Dejó de sonreír. Desvió la vista. Exhaló el aire de los pulmones, inquieto.

Rosemary le observó.

Andy volvió a centrar en ella su mirada.

—Cuando el plan alcanzara su apogeo —dijo—, cuando confiasen en él todos los habitantes de la Tierra, salvo un puñado de A. P. —ateos paranoides—, los traicionaría. La peor y mayor traición de la historia mundial. Química biológica. No quieras saberlo.

Rosemary se estremeció. Química biológica sonaba a algo mortífero, fuera lo que fuese.

Andy se le acercó más y le apretó las manos.

—Con ese objetivo me criaron, madre —dijo—. Él y los integrantes del aquelarre. Pero cuando murieron los miembros fuertes del conciliábulo de adoradores del diablo —Minnie, Román y Abe— empecé a hacer preguntas. Por entonces era un adolescente. Un montón de aquellos ritos y ceremonias eran risibles y otro montón eran… repulsivos. Me caen bien los humanos, al margen de quién los creara; soy medio humano, ¿no? La mitad tuya. Más de la mitad, ¡mírame!

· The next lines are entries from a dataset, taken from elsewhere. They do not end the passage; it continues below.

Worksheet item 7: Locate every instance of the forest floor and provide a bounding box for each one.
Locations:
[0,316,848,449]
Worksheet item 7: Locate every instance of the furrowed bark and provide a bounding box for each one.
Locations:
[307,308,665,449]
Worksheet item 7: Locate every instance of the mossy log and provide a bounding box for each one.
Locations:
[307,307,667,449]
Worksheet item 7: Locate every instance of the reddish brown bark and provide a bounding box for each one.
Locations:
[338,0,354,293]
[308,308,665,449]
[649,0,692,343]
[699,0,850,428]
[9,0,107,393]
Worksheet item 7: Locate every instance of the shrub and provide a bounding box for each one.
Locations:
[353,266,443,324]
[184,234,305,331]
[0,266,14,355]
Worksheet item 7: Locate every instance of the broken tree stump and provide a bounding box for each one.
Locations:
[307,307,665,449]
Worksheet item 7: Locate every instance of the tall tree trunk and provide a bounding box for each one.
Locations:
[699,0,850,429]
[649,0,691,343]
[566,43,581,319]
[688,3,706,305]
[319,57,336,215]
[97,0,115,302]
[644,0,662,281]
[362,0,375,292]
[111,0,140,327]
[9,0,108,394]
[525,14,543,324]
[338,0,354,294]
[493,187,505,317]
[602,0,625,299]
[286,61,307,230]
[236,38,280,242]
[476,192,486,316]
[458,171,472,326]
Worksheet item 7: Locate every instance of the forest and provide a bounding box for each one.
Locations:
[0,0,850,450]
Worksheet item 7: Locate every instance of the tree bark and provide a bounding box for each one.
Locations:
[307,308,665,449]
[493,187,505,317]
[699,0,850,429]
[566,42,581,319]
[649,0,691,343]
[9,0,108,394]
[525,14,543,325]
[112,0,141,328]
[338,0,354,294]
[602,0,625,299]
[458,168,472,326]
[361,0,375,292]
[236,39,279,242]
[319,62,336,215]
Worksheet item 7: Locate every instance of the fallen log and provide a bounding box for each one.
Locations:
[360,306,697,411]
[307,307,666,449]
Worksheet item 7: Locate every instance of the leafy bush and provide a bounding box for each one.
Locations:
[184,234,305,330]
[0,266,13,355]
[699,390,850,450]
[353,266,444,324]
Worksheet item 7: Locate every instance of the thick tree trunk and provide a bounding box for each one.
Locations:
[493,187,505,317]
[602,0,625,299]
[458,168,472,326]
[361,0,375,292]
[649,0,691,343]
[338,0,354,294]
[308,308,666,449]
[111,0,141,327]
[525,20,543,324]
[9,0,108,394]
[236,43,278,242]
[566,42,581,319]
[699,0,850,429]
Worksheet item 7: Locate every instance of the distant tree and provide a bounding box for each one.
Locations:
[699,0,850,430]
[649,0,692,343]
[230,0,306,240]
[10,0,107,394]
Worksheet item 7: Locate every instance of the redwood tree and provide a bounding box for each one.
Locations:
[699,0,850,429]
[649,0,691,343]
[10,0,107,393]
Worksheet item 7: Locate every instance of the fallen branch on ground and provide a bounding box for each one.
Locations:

Rosemary dijo que sí con la cabeza, al tiempo que se mordía el labio.

—De modo que me rebelé —dijo Andy—. Tu mitad era más fuerte que la suya. Esos pocos años que convivimos tú y yo —meneó la cabeza, húmedos los ojos—, me esforcé cuanto pude en conservar el recuerdo de ellos, tu calor y dulzura, tu bondad…

Se frotó un ojo con los nudillos y trató de sonreírle.

Rosemary le acarició la mejilla.

—Ah, mi Andy… —articuló.

Se acercaron más el uno al otro, se besaron.

Rosemary se pasó el dorso de la mano por la mejilla, parpadeó, sonrió a Andy.

El muchacho se revolvió y se desabrochó los botones dorados de la cintura.

—De forma que, como he dicho, me rebelé. Mientras yo permanezca donde estoy, él no tiene ningún control sobre mí —lo que demuestra con más solidez que mi lado humano es más fuerte—, así que tomé la decisión de convertir realmente los Hijos de Dios en lo que él sólo pretendía que pareciesen, algo beneficioso para la humanidad. El mensaje de Andy es sencillo y verídico y no excluye a nadie, salvo a los ateos paranoides y, ¿sabes una cosa, mamá? Resulta. La temperatura ha descendido unos cuantos grados. Todo el mundo se manifiesta un poco menos irascible. Profesores y alumnos, patronos y empleados, maridos y esposas, amigos, países… Las cosas se desarrollan de un modo más sencillo y amable entre el personal. En cierto modo, es un tributo a ti, mamá. No sólo en un sentido, es lo que es: un tributo a cuanto me diste durante aquellos primeros años.

Rosemary le examinó.

—¿Cómo se…?

—… ¿Se siente él? —Andy exhaló un suspiro; sonrió—. ¿Cómo puedo expresarlo? Imagínate a un padre conservador cuyo hijo ingresa en el Cuerpo de Paz, y luego multiplícalo por diez.

Rosemary también le sonrió y dijo:

—Sabes pulsar las teclas de una persona liberal.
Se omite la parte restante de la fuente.